On games, agreed that while chess (and also go) definitely have deterministic algorithms that solve them, these algorithms are so complex that they're essentially irrelevant. Instead, strong progress was made on these games when deployed pattern recognition techniques by building increasingly sophisticated position evaluators. And here, you see that decades of work on HPC and building customized position evaluators (fun fact, I had a UROP at MIT writing assembly language to speed up position evaluators for chess in Charles Leiserson's group) were sufficient to beat human champs at Chess, but were nowhere near sufficient at Go, and we only got champion computer Go players (and much better and cheaper computer chess players) when we learned the position evaluators from data --- turning the core of the game into a pattern recognition problem.

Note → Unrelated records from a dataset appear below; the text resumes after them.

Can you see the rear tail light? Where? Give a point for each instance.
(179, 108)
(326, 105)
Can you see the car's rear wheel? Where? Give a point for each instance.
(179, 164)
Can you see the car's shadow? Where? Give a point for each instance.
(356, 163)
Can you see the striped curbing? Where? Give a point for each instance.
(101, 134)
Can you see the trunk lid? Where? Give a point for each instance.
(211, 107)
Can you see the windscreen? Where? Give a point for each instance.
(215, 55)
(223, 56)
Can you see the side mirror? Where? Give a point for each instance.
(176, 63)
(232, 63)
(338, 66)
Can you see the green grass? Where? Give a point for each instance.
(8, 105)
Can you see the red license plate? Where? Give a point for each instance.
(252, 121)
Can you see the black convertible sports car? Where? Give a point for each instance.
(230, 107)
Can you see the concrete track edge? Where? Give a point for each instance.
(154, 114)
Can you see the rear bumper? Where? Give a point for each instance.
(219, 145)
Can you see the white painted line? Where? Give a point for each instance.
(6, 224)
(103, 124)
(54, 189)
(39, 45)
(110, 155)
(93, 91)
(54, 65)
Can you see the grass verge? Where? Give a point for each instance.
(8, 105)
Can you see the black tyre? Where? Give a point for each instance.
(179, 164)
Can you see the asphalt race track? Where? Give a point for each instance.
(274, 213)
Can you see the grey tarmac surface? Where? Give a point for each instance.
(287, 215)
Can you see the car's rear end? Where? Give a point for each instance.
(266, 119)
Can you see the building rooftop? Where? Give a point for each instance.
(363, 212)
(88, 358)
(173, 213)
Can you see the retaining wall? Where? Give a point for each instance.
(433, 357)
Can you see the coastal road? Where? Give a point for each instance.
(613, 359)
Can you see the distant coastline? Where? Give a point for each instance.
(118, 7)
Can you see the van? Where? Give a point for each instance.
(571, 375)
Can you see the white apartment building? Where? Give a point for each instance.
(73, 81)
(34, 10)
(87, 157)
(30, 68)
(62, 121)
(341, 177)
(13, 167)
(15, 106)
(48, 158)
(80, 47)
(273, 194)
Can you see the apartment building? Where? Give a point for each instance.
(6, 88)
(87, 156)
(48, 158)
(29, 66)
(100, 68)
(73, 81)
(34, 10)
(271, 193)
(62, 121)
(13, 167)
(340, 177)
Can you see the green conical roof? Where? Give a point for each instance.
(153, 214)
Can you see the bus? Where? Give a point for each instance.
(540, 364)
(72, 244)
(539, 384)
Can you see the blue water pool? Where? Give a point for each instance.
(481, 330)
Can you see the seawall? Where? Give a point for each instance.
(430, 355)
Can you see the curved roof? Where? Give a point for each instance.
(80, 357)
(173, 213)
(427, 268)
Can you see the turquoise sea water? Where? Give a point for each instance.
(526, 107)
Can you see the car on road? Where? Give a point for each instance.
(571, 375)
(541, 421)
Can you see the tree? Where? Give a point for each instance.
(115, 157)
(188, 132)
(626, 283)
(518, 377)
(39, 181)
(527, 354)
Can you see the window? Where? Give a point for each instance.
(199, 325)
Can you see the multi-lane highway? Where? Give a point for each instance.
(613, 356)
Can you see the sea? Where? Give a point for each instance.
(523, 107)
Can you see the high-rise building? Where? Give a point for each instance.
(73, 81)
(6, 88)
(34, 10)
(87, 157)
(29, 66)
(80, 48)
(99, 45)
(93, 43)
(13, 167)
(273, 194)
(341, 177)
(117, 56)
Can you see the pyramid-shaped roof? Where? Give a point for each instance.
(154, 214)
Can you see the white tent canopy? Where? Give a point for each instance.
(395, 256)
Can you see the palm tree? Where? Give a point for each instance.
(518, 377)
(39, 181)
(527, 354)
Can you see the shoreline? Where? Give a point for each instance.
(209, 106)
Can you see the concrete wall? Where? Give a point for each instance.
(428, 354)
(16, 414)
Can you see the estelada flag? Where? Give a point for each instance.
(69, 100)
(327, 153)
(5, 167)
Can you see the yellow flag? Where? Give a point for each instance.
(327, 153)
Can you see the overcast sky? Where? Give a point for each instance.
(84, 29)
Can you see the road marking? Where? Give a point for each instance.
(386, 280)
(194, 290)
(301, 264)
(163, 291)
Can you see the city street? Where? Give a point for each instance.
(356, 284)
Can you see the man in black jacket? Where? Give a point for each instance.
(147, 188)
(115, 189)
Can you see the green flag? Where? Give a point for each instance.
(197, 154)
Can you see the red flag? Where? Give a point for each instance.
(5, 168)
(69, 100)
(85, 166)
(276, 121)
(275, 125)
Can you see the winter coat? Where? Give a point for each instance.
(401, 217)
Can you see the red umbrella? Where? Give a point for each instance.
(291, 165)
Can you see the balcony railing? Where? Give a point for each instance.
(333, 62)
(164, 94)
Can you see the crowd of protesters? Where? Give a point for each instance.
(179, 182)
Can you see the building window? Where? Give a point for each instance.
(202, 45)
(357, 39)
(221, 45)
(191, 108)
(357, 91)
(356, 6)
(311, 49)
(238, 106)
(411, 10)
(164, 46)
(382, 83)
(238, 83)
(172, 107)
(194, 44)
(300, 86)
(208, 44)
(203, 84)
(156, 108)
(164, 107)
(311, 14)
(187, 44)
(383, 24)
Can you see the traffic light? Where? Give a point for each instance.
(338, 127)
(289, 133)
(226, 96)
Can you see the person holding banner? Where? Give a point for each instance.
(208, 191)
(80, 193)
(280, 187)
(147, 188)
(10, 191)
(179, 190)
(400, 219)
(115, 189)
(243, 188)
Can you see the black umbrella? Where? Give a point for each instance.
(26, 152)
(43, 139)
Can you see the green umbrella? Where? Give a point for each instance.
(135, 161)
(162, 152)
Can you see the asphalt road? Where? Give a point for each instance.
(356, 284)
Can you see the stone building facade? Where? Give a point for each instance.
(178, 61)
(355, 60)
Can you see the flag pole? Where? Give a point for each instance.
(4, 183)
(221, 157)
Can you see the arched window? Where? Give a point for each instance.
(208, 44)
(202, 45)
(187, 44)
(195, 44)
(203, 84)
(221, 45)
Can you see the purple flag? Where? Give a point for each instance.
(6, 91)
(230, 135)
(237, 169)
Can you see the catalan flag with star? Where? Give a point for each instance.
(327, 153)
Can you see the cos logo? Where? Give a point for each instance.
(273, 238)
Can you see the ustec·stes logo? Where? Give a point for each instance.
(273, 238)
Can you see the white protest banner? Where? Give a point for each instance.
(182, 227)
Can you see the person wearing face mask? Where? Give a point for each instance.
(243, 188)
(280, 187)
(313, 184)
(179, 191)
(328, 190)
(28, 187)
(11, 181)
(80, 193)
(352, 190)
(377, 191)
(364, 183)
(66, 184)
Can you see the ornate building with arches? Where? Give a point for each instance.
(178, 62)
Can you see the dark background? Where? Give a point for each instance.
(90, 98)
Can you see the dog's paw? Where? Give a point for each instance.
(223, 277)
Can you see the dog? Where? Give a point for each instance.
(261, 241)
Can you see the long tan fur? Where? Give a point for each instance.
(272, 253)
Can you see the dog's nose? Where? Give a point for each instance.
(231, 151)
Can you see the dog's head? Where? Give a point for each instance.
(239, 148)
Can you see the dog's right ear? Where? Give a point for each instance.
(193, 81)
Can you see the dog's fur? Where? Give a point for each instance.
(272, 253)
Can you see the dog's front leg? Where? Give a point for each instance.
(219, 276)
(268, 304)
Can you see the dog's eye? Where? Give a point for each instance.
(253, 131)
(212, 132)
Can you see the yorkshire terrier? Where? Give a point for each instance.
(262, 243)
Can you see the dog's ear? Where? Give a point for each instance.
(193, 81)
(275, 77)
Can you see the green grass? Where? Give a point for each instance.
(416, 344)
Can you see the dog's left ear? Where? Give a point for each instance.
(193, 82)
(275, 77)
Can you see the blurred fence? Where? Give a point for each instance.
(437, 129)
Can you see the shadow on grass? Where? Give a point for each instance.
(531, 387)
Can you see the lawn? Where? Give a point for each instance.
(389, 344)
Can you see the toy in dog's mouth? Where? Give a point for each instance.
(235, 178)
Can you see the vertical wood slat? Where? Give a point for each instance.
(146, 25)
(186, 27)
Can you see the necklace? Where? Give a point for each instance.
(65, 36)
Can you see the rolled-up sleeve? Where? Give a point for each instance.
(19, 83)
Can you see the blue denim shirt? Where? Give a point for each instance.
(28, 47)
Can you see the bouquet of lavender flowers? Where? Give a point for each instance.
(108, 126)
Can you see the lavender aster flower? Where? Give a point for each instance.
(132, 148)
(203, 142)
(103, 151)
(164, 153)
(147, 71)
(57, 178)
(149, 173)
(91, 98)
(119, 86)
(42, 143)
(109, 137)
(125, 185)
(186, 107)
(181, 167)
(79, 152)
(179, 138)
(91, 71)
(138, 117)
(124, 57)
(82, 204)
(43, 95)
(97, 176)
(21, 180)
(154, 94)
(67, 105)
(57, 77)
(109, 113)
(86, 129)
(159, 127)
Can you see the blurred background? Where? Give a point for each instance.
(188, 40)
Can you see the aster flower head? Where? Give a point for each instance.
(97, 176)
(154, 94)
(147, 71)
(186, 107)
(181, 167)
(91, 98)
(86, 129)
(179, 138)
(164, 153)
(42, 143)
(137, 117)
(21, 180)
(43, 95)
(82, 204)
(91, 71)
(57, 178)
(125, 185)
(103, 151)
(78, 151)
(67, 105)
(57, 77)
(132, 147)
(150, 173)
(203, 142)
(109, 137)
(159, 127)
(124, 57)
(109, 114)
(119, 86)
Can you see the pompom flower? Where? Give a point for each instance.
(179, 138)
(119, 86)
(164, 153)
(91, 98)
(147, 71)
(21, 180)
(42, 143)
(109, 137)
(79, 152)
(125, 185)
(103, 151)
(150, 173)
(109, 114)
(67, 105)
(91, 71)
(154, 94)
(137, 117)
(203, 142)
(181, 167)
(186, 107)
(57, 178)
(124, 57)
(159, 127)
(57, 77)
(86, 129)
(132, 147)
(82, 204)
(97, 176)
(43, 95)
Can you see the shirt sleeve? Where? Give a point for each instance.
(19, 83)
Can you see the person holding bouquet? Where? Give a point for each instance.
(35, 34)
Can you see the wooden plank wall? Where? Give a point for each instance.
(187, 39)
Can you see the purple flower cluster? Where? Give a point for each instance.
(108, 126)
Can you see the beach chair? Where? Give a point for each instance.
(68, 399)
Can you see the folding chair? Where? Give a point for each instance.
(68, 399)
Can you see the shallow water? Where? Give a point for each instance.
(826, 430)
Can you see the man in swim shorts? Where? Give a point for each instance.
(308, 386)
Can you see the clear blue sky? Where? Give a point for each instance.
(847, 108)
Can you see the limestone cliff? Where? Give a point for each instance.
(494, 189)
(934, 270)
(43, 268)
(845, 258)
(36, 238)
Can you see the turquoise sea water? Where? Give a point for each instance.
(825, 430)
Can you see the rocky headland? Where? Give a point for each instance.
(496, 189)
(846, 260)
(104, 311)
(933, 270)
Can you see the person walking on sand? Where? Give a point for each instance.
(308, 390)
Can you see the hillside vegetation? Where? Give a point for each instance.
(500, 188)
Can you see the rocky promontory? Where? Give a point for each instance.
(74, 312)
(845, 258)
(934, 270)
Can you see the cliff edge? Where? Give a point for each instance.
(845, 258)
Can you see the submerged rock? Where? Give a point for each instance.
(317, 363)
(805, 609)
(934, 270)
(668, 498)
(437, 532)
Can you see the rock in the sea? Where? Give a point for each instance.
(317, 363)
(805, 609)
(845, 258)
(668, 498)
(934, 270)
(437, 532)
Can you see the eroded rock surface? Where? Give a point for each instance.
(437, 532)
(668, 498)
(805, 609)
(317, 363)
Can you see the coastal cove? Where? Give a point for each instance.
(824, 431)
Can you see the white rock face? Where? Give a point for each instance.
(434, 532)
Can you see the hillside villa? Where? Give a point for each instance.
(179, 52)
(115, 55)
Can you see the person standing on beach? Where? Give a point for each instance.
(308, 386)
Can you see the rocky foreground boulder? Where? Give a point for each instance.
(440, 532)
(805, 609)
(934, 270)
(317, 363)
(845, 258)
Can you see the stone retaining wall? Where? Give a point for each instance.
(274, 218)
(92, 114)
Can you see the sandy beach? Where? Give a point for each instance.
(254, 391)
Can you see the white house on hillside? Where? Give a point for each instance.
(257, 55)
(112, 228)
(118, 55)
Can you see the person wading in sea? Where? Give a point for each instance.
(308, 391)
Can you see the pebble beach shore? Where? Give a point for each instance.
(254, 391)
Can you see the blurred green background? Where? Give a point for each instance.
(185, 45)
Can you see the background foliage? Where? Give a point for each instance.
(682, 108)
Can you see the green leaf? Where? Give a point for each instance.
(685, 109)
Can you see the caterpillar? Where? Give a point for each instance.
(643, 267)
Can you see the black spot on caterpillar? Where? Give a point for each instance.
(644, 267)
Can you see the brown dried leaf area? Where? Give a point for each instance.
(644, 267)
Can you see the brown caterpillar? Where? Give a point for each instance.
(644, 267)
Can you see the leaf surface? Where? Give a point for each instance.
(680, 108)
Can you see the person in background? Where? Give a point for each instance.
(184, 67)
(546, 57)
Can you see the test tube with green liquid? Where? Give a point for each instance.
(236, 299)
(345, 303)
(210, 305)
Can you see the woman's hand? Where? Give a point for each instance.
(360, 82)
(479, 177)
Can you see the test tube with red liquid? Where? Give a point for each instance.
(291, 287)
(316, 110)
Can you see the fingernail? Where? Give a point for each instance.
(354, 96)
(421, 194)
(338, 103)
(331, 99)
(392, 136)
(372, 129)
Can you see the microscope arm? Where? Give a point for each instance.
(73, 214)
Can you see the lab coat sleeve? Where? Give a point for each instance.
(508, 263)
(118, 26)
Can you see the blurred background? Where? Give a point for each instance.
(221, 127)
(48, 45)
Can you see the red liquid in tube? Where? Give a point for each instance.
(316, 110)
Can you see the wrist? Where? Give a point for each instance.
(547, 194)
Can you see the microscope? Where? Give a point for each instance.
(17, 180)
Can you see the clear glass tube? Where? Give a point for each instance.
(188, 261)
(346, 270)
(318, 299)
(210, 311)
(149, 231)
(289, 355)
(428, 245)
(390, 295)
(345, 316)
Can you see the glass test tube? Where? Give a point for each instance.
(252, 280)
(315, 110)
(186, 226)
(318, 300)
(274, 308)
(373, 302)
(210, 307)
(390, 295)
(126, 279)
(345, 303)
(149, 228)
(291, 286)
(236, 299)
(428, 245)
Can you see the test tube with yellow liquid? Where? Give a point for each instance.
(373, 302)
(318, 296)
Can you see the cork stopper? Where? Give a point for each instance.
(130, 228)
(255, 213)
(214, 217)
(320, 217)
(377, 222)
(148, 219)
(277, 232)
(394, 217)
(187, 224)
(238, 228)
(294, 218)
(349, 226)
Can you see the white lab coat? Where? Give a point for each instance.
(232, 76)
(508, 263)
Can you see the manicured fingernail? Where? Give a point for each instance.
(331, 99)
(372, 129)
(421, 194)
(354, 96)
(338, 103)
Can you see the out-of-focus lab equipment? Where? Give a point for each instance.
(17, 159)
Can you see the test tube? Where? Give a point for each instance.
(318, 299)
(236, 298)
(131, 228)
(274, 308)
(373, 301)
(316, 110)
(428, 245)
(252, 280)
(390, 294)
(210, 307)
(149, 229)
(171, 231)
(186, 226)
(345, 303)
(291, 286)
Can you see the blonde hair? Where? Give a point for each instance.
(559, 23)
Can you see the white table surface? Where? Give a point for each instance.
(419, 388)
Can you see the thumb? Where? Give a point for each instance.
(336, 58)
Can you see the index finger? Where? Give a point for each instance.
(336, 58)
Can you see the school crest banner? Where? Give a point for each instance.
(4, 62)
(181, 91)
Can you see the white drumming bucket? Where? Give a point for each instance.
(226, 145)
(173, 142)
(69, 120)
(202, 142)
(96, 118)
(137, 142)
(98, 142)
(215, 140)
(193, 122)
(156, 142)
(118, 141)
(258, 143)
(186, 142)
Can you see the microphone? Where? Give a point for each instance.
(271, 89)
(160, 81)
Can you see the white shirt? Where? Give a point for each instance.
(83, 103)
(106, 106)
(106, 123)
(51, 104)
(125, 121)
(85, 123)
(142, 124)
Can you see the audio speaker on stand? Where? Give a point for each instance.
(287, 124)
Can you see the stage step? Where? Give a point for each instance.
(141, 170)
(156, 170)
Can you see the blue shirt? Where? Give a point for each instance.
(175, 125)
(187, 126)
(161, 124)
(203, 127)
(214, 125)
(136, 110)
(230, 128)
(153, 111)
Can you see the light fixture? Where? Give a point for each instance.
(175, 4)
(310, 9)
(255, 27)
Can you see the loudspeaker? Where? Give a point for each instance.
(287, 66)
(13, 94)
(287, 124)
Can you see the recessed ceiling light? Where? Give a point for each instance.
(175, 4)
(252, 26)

Similarly, for vision, I think there's at least a reasonable argument to be made that vision transformers have weaker inductive biases then CNNs, although admittedly it's not totally obvious?
So I'm not sure what you're actually arguing.
> So we should learn a lesson. Let’s try to apply it: a multilayer perceptron with one hidden layer, a convolutional neural network, and a transformer all “leverage” computation and don’t “leverage their human knowledge of the domain.”
I would say an MLP doesn't leverage computation (in Sutton's sense of "using a lot of computation"). Do you mean maybe an extremely wide one?
Between an CNN and a Transformer, arguably the CNN uses more human knowledge, in that it explicitly encodes which pixels "talk to" each other, whereas the Transformer allows a little more of this to be learned. But ok, again this is not a rigorous statement. In fact I would say the Transformer is not really that much better than other architectures, except that in practice it is easier to parallelise and scale training - which is Sutton's point.